Les Messagers
Me urgía escapar de mi misma, sólo por un momento. Me encontraba acostada y justo cuando mi mente recorría sus propios caminos para hallar la palabra perfecta, que encajaría armoniosamente en mis pensamientos bizarros, decidí buscar algo "mas interesante en que pensar".
Los últimos días me convertí en la típica usuaria de una extraña red social, de la cual entraba y salia con frecuencia en diferentes etapas de mi vida, esta era una de esas etapas, donde me era mas fácil olvidarme del mundo y dejar de tomar importancia a la vida, la noche no pintaba diferente, una noche cualquiera bastante fría y silenciosa, nada memorable, navegando; izquierda-derecha-izquierda-derecha. Mi perfecta distracción:
¿Leer perfiles? que basura
¿Contar mi vida? que insolencia
¿Salir? podría ser...
Y así mientras pasaban los minutos vi aquella notificación, era un hecho, tenia un mensaje nuevo, uno que sin saberlo debía leer. Instintivamente, sólo lo abrí. Aquella decisión proveniente del más simple de los impulsos, donde no había involucrada ninguna razón o emoción, marcaría un antes y un después para mi vida. Fue tan raro como inesperado, tan absurdo como deseado, tan ilógico como mágico, y estaba ahí, el mensaje que cambio todo.
Abrí el mensaje pero antes debo admitir que indague nuevamente el perfil, aquella combinación tan sencilla que iniciaría algo increíble, sin retorno. Se lo que piensan es algo muy tonto, inclusive habitual, y tal vez analizando un poco más, ni siquiera fue algo elaborado. Simple y tan común como la cristalina gota que converge en una corriente de agua; tan simple, con esa agitación abrazadora que sin poder controlar de forma alguna, recorrió cada célula de mi ser.
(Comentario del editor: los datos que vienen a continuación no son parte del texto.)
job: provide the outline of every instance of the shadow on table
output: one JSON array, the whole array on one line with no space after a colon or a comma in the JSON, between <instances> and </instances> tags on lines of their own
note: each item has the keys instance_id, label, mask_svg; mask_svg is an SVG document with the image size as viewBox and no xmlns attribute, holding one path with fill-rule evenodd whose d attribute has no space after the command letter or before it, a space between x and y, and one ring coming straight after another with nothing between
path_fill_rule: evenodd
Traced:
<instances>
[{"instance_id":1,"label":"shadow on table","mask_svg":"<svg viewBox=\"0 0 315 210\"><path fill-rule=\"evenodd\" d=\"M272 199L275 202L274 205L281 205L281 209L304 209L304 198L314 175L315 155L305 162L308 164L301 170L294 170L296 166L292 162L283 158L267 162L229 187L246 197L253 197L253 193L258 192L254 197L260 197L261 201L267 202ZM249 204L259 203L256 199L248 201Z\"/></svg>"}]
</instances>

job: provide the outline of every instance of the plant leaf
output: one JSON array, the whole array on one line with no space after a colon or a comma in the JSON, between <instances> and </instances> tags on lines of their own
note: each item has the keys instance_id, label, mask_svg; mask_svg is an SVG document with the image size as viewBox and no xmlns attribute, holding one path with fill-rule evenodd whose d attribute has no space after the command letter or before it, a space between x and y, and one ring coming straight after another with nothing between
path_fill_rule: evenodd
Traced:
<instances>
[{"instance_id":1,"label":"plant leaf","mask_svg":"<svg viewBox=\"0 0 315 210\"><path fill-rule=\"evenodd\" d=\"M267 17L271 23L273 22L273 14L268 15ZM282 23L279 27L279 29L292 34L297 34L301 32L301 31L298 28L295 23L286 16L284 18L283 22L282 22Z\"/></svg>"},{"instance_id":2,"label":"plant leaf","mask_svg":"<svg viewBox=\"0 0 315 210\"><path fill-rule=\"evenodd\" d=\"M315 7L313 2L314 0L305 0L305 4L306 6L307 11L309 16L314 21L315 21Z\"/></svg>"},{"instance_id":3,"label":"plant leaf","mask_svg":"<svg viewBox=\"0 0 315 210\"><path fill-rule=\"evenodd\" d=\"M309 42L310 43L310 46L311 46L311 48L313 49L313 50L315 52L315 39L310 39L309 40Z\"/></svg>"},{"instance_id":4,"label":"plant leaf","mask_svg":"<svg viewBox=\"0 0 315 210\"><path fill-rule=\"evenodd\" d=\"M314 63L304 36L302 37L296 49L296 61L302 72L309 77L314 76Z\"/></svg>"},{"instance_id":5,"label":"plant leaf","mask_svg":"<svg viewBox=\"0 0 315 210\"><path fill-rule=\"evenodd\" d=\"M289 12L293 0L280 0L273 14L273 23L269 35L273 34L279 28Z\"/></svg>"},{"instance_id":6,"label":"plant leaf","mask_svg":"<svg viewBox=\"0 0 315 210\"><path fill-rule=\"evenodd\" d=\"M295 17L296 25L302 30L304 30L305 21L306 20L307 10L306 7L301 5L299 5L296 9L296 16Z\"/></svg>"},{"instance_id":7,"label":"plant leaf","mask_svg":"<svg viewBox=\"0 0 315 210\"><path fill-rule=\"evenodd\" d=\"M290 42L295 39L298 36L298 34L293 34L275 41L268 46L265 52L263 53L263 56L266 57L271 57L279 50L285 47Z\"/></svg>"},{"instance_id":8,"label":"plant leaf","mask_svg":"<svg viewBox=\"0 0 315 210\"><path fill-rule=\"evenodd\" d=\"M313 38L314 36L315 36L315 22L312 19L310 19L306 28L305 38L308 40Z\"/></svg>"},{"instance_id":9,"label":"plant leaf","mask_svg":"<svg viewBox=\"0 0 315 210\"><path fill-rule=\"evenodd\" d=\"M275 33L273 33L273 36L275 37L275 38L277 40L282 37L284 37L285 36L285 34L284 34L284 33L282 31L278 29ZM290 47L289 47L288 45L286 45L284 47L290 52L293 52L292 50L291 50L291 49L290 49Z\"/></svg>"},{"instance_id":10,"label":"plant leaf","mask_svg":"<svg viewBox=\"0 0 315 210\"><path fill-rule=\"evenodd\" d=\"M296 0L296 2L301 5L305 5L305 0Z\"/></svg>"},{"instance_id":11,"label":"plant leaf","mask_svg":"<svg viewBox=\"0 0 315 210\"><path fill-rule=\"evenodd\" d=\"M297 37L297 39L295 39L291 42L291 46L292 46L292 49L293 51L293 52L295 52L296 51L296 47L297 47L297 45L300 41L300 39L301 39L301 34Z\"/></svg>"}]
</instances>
Aquel mensaje había sido enviado por "el", que en este momento vamos a ponerle un nombre clave, un nombre secreto que solo ustedes y yo sabremos, "L'amour", !Si¡ el amor me estaba enviando un mensaje, cálido, sencillo y sin mucho contexto, Hola. Después de algunos segundos de conversión decidimos cambiar esta vaga e inmunda red social por algo un poco mas personal. Comienzan los momentos fundamentales, aquellos que me hicieron dejar de navegar como marinero con destino incierto a finalmente buscar puerto.
Ese nuevo Hola Karev, de aquella séptima noche del mes de octubre, cambiaría mi vida por completo y todo lo que creía conocer hasta ese momento. Estaba prendada de todas sus palabras, el interés por saber quien, era mas fuerte que cualquier síntoma de abstinencia, aquella sonrisa, las similitudes, atrapada sin remedio por todo aquello. Aquel hombre, tenia todo lo que había estado esperando, la perpetua alegría de la juventud, un nivel de virilidad que me estremecía y una actitud que aunque reservada y poco inocente, eran la mezcla perfecta. L'amour era como un traje hecho a medida, como ese alimento que anhelas, cuyo olor te enloquece y cuyo sabor disfrutas lentamente, bocado a bocado, hasta saciarte por completo, y cuando digo por completo, me refiero a cuerpo, alma y corazón.
Tras la recepción del mensaje, se me reveló, que él seria intensamente mío y yo sería ineludiblemente suya, siempre mio, siempre tuya, siempre nuestros, por un tiempo superior al que cualquier mente humana puede imaginar. Pasamos, a continuación, a una amena conversación, nos amoldamos a la perfección, podía imaginar su voz, su risa, estaba destinada a perderme en sus ojos, no había camino de regreso. En adelante, mi corazón abrigaría un volcán de emociones, que apenas estaba por iniciar.
Aquella fue una sensación increíble, la conexión fue inmediata, contundente, arrebatadora... L'amour estremeció mis cimientos, derrumbó sin ningún esfuerzo las férreas barreras que a pulso, yo misma había creado, escondida tras una sonrisa, sacudió mi realidad, despertó una parte de mí, que consideraba desaparecida desde hace largo tiempo.
Si, hasta entonces lo comprendí, era un hecho, algo acababa de despertar en mí, una corazonada que solo quería esperar el siguiente día, esa cita, algo acaba de activarse para siempre, yo no quería aceptarlo, me negaba, pero L'amour tenia ese algo por el cual sería mi camino sin retorno... pero L'amour es tema aparte.